Another student, Dwight Philbrick, says, “We created a learning trail so kids will grow up and learn how amazing things are in our own backyard. Kids now are all about staying in with their technology. We need to teach them that outside is better, healthier and more fun.”
The idea that this land will be protected forever is especially powerful for his students, Ed says. “They’ve bought into that vision that this is something I can be proud of; this is something I can show my family and my friends; and it’s something that’s always going to be here. Their lives are completely chaotic and the trust is very constant. They really buy into the fact that this is going to be here forever; this is going to be here for my kids and the generations.”
That first project led to a committed partnership between the land trust and the alt ed program. Now students are working on a Storybook Trail; a nature play area may be next.

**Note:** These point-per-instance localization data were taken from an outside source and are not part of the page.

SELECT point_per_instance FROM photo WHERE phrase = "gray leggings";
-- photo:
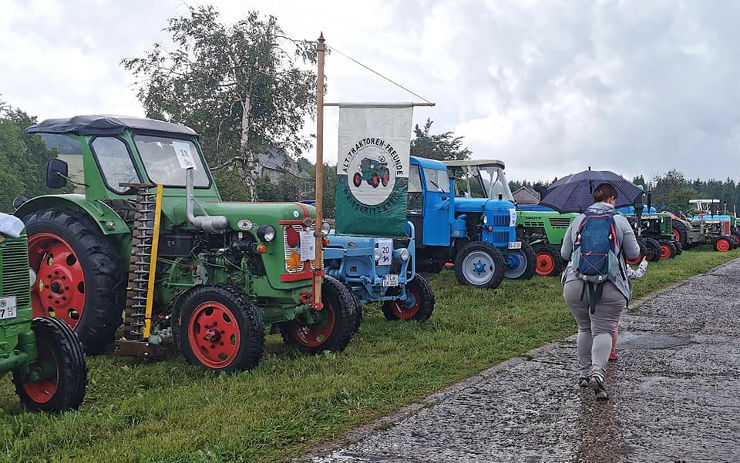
(595, 330)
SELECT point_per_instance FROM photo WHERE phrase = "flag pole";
(320, 50)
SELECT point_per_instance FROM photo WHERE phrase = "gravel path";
(675, 396)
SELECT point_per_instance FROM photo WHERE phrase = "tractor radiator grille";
(14, 260)
(560, 222)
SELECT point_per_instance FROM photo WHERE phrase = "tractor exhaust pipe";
(209, 224)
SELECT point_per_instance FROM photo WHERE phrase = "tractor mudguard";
(109, 222)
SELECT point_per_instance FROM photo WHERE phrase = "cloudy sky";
(551, 87)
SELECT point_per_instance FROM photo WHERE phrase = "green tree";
(244, 87)
(23, 158)
(443, 146)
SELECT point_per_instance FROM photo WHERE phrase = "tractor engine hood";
(481, 204)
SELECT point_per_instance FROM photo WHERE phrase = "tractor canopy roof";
(106, 125)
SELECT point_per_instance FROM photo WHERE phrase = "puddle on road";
(650, 340)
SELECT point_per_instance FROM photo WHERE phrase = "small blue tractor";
(478, 235)
(381, 270)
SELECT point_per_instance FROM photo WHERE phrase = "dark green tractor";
(152, 239)
(45, 356)
(374, 172)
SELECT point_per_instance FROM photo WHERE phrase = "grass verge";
(171, 411)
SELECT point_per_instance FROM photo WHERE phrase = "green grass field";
(171, 411)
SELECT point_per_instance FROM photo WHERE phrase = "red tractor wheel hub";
(59, 290)
(213, 334)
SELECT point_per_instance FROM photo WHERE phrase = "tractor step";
(143, 349)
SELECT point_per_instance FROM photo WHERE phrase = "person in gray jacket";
(595, 330)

These projects exemplify the trust’s evolving sense of purpose, Leia says. “It has expanded from simply conserving land to using the land that the community helped us conserve to build a stronger community.”
While they can’t turn things around for all of the students, Leia says, many of them do go on to finish school. To celebrate, the alt ed program holds a special graduation ceremony each year at the trust’s headquarters.
Today, Joe Cerrone is 19 years old. He has his diploma. He’s working, making decent wages, saving money and exploring further career training. He goes out to the trail a few days a week to run with his Husky.
“I probably wouldn’t have graduated if it wasn’t for the program and the trail and Mr. Sharood being a good teacher,” Joe says. “Before, I was kind of like just bumming around, doing dumb stuff like smoking pot with all my friends, pretty much going nowhere fast. But I learned how to develop a better work ethic, having to get up and get all our supplies ready and be out in the cold. You have to bite it and do it. It’s definitely more motivating than just sitting in a classroom.”